In Southern Ukraine, Kyiv’s Artillery Drops Bridges And Isolates A Whole Russian Army

The 49th Combined Arms Army is the main Russian force in southern Ukraine’s Kherson Oblast.

That makes it the Ukrainian army’s main target as the Ukrainians put more weight behind their counteroffensive in Kherson.

The Ukrainian army in recent days systematically has cut off the 49th CAA’s main supply lines. The Russians are adapting. But the tension, in the 49th CAA’s headquarters, must be palpable. And not just because the Ukrainian army has become fairly adept at blowing up those HQs.

The 49th CAA is one of a dozen field armies that oversee the bulk of the Russian army’s front-line forces. The Kremlin has committed 10 of these armies to Russia’s wider war in Ukraine.

The 49th CAA on paper is a powerful force. It draws its roughly 10 battalion tactical groups—each with several hundred soldiers and dozens of vehicles—from motorized, air assault and costal-defense regiments, brigades and divisions. In all, the 49th CAA might oversee 10,000 troops.

Those troops struggle with unfavorable geography. The port city of Kherson with its pre-war population of 300,000 is the center of gravity of the oblast the 49th CAA occupies. Holding Kherson is central to Russian war aims. Liberating it is central to Ukrainian war aims.

But Kherson is surrounded by water. The city lies on the northwest bank of the wide Dnipro River, which winds south through Ukraine before emptying into the Black Sea. The Inhulets River, a tributary of the Dnipro, cuts south across Kherson Oblast and merges with the Dnipro east of the port.

There are three main bridges that connect Kherson to territory south and east: the Antonovsky Bridge across the Dnipro on the southern edge of Kherson as well as a nearby rail bridge, plus the P47 highway bridge across the Inhulets just outside the city.

Ukrainian artillery—possibly 155-millimeter guns firing Excalibur GPS-guided shells—in the last week at least temporarily has knocked out all three bridges. The Antonovsky Bridge became impassable on Wednesday.

“Kherson city, the most politically significant population center occupied by Russia, is now virtually cut off from the other occupied territories,” the U.K. Defense Ministry reported on Thursday.

“All of them will be rebuilt, but by us,” Ukrainian president Volodymyr Zelensky said of the bridges. “We are doing everything to ensure that the Russians do not have any logistical opportunities on our land.”

Russian engineers quickly erected pontoon bridges across the Dnipro adjacent to the Antonovsky Bridge as well as alongside the P47 bridge. Engineers recently dismantled the latter pontoons after repairing the P47 bridge. But the pontoon bridge next to the damaged Antonovsky span, along with a ferry in the same area, remains the only way for vehicles to cross the Dnipro into Kherson.

It should go without saying that pontoons and ferries are extremely vulnerable to Ukrainian artillery. The Dnipro pontoon bridge clearly is visible in satellite imagery.

Ukraine’s counterbridging operations have an explosive corollary. Dropping spans blocks future supply. Meanwhile, blowing up supply dumps eliminates current supply. Ukrainian artillery and rockets in the past couple of weeks have struck several Russian supply dumps, with predictably fiery results.

The Ukrainians’ aim is obvious. To starve the 49th CAA and its 10 or so battalions so that, if and when Ukrainian brigades reach the outskirts of Kherson, the Russian units will be incapable of mounting a serious defense.

Whether, when and to what end that battle might take place is hard to predict.

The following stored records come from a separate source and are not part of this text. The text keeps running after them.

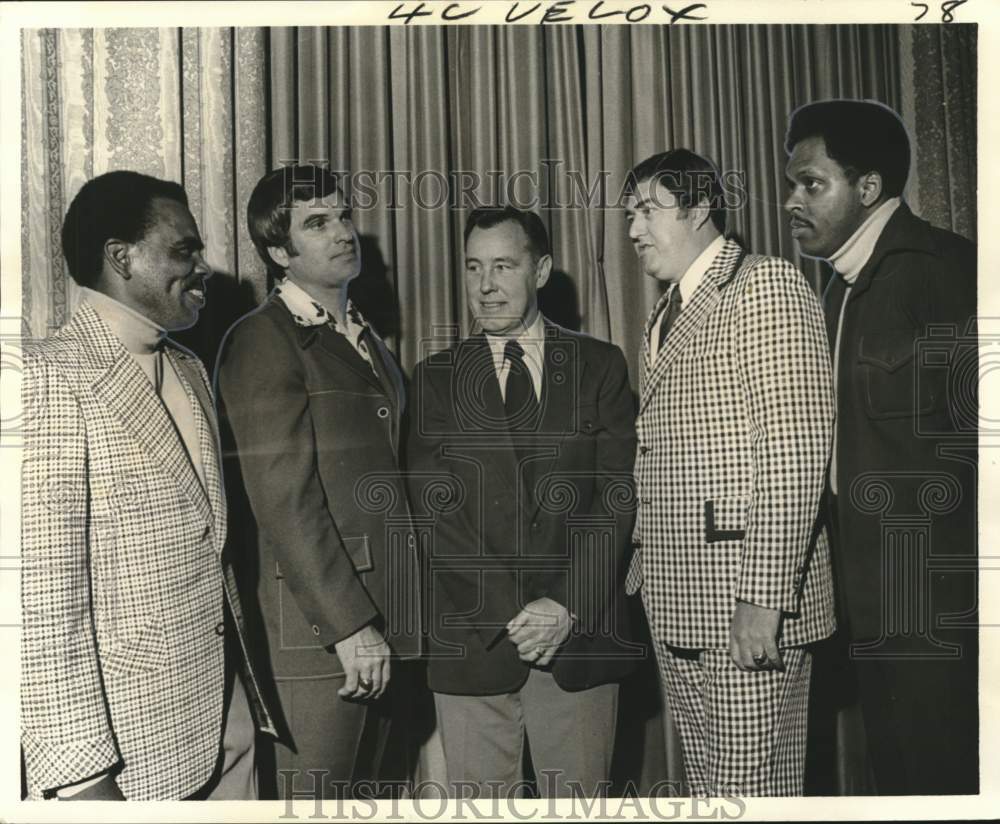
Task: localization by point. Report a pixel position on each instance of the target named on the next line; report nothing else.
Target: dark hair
(689, 177)
(268, 212)
(861, 135)
(534, 228)
(113, 205)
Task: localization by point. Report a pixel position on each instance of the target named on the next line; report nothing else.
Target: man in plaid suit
(134, 680)
(734, 427)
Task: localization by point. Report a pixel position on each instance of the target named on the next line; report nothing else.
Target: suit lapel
(126, 392)
(208, 437)
(118, 380)
(389, 379)
(691, 319)
(479, 407)
(338, 347)
(560, 388)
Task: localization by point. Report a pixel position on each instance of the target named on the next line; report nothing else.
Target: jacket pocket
(888, 376)
(360, 553)
(143, 653)
(725, 520)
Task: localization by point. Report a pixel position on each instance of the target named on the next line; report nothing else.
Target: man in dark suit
(311, 400)
(531, 427)
(902, 480)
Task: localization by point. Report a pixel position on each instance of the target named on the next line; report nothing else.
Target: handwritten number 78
(946, 9)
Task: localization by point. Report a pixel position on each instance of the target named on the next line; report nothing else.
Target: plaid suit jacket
(735, 423)
(123, 585)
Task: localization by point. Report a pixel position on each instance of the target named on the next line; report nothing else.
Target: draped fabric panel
(187, 105)
(940, 89)
(426, 117)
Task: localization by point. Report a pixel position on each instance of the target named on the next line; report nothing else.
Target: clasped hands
(753, 638)
(365, 658)
(539, 630)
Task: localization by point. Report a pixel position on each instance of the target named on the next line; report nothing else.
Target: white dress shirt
(532, 341)
(688, 284)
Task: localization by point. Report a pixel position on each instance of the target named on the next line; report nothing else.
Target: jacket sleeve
(264, 401)
(613, 496)
(66, 730)
(784, 371)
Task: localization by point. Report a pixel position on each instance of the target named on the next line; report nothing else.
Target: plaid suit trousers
(743, 733)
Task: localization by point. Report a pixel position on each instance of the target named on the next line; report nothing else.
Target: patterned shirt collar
(309, 312)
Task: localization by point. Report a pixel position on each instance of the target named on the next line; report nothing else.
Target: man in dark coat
(521, 442)
(900, 314)
(311, 402)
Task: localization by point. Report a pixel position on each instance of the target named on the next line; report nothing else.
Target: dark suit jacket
(500, 536)
(906, 410)
(312, 438)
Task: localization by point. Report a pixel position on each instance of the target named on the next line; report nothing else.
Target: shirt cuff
(74, 789)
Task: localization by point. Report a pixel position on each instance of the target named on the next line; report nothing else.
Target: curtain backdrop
(216, 108)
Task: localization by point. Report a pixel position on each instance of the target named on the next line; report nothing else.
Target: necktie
(670, 313)
(520, 402)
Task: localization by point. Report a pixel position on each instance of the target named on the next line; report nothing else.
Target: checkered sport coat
(735, 422)
(124, 587)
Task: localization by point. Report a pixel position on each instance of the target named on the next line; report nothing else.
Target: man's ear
(870, 188)
(542, 270)
(278, 255)
(116, 255)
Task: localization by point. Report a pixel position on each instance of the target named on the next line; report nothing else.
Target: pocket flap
(888, 349)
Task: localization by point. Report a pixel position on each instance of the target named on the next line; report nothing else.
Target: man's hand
(365, 656)
(104, 790)
(753, 632)
(539, 630)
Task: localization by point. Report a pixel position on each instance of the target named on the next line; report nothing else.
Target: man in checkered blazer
(734, 427)
(134, 680)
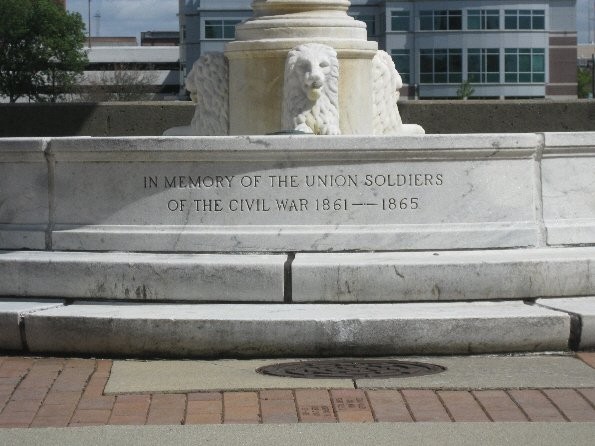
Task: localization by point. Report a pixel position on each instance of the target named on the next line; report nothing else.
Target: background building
(506, 49)
(119, 65)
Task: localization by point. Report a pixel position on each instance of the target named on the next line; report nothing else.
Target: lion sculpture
(387, 83)
(311, 90)
(208, 85)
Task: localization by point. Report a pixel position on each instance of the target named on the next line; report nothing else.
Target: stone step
(266, 330)
(310, 277)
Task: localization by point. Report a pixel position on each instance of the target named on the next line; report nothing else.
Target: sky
(131, 17)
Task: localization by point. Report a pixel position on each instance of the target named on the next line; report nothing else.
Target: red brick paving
(54, 392)
(499, 406)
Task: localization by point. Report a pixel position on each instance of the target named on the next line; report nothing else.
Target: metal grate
(347, 369)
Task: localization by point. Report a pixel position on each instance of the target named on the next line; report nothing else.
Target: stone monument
(364, 241)
(298, 65)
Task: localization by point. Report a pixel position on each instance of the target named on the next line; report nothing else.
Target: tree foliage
(41, 49)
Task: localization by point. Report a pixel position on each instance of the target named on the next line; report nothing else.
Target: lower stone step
(267, 330)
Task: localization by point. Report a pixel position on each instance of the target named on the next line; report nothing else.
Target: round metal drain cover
(351, 369)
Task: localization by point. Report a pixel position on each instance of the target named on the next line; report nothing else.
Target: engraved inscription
(311, 185)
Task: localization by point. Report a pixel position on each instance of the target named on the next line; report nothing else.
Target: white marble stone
(12, 311)
(136, 276)
(274, 330)
(257, 63)
(311, 90)
(24, 198)
(284, 193)
(443, 275)
(584, 308)
(568, 179)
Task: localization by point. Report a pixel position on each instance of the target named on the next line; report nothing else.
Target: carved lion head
(312, 66)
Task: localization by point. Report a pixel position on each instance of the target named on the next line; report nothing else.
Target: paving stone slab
(468, 373)
(584, 307)
(140, 276)
(261, 330)
(495, 372)
(443, 275)
(11, 312)
(189, 376)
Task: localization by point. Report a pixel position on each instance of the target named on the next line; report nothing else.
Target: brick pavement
(60, 392)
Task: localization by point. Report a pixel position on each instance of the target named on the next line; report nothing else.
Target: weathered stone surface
(294, 193)
(135, 276)
(584, 308)
(24, 198)
(568, 179)
(437, 117)
(444, 275)
(276, 330)
(11, 312)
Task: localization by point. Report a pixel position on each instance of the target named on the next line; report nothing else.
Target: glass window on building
(524, 19)
(402, 62)
(220, 29)
(483, 19)
(399, 20)
(441, 66)
(483, 65)
(524, 65)
(443, 20)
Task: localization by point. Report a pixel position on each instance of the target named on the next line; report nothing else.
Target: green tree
(41, 49)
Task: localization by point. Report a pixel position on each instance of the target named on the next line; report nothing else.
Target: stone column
(257, 62)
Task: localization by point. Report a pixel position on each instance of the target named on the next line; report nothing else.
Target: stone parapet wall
(152, 118)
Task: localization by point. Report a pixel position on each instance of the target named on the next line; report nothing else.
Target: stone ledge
(184, 330)
(443, 275)
(584, 308)
(139, 276)
(11, 313)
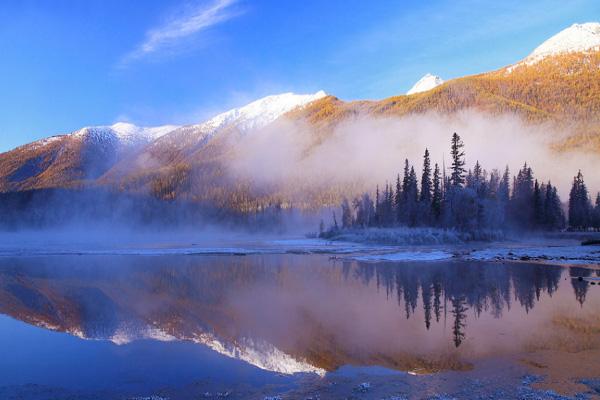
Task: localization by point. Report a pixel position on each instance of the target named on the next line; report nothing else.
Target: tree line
(470, 200)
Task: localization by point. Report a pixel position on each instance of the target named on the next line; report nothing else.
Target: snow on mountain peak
(426, 83)
(576, 38)
(124, 132)
(261, 112)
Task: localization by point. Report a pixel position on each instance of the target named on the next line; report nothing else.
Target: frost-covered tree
(521, 202)
(457, 178)
(596, 219)
(436, 198)
(426, 190)
(579, 204)
(347, 219)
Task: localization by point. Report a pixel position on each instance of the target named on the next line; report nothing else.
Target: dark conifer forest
(471, 200)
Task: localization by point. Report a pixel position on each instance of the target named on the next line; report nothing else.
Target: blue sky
(65, 64)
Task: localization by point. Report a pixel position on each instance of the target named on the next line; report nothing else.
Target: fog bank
(370, 151)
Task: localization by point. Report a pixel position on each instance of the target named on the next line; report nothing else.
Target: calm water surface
(134, 324)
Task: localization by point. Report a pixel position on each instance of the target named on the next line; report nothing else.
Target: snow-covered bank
(404, 236)
(435, 255)
(549, 254)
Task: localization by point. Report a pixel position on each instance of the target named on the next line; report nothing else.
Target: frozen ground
(552, 251)
(498, 380)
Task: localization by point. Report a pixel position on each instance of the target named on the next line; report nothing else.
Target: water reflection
(289, 313)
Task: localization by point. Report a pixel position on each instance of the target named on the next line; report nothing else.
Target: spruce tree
(426, 180)
(579, 204)
(398, 200)
(538, 206)
(457, 178)
(436, 200)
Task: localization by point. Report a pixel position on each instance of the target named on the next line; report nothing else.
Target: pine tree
(579, 204)
(522, 199)
(426, 180)
(436, 200)
(457, 178)
(398, 200)
(377, 207)
(553, 214)
(346, 214)
(597, 212)
(538, 206)
(504, 187)
(413, 198)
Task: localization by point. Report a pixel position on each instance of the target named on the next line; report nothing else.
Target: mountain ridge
(562, 88)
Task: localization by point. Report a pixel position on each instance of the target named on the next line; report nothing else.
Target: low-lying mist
(372, 150)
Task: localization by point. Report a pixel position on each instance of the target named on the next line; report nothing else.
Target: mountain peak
(261, 112)
(427, 82)
(576, 38)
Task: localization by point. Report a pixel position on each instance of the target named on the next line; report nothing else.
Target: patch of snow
(262, 355)
(407, 256)
(551, 254)
(575, 39)
(426, 83)
(123, 133)
(261, 112)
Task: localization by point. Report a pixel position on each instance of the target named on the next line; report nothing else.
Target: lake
(258, 325)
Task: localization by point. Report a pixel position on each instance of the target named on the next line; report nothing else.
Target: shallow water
(138, 324)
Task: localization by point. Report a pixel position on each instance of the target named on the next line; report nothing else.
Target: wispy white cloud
(189, 21)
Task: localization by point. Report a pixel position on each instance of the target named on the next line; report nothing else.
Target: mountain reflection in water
(303, 313)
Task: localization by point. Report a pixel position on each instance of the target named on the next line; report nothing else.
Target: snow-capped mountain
(426, 83)
(259, 113)
(123, 133)
(576, 38)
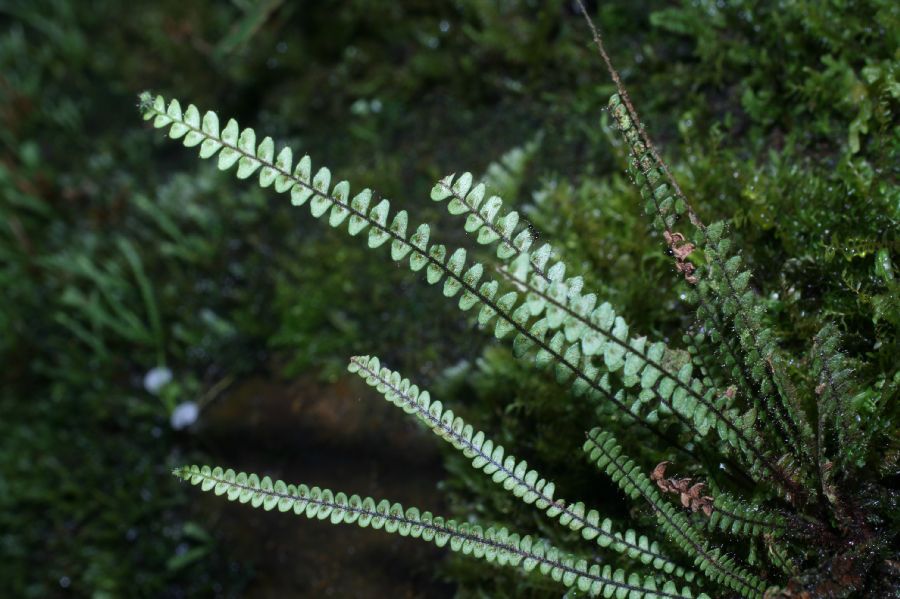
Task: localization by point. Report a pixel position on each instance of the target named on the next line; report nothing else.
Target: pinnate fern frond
(493, 544)
(564, 304)
(721, 289)
(505, 469)
(505, 310)
(602, 448)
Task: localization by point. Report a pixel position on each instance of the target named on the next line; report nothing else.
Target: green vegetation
(122, 258)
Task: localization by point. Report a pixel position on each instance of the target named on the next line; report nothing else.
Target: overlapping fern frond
(730, 406)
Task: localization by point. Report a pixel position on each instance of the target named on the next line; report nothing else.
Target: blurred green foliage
(780, 116)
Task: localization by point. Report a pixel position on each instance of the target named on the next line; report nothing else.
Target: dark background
(121, 253)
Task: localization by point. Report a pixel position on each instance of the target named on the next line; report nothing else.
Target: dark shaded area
(122, 255)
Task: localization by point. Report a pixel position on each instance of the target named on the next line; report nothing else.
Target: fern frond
(679, 394)
(594, 330)
(730, 515)
(505, 469)
(237, 146)
(723, 287)
(493, 544)
(602, 449)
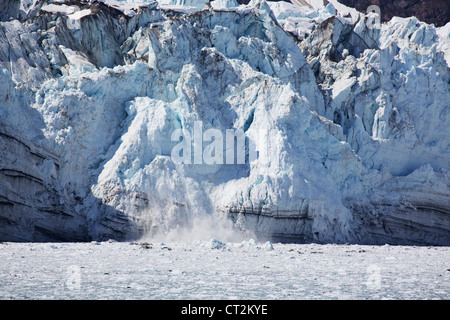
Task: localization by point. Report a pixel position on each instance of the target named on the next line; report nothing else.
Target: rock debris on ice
(352, 122)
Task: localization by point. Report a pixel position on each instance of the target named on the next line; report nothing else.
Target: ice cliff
(351, 122)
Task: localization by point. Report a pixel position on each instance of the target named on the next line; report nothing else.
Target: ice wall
(351, 123)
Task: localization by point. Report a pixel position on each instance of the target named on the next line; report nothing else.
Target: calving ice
(231, 309)
(214, 147)
(143, 121)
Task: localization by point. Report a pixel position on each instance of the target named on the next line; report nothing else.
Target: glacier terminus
(343, 124)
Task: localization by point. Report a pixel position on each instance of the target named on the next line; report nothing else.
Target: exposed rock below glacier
(349, 121)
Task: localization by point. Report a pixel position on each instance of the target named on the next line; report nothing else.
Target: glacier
(354, 122)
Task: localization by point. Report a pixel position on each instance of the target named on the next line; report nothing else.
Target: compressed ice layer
(350, 123)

The Ukrainians for months slowly have been advancing south from free Mykolaiv, 40 miles northwest of Kherson, as well as south from their bridgeheads across the Inhulets.

It’s unclear just how close the Ukrainian formations are to Kherson. Close enough, obviously, to lob 155-millimeter shells at bridges south of the city. Fifteen miles? Twenty miles?

In any event—they’re not far. And as they close the distance, they’re tightening the logistical noose around the 49th CAA.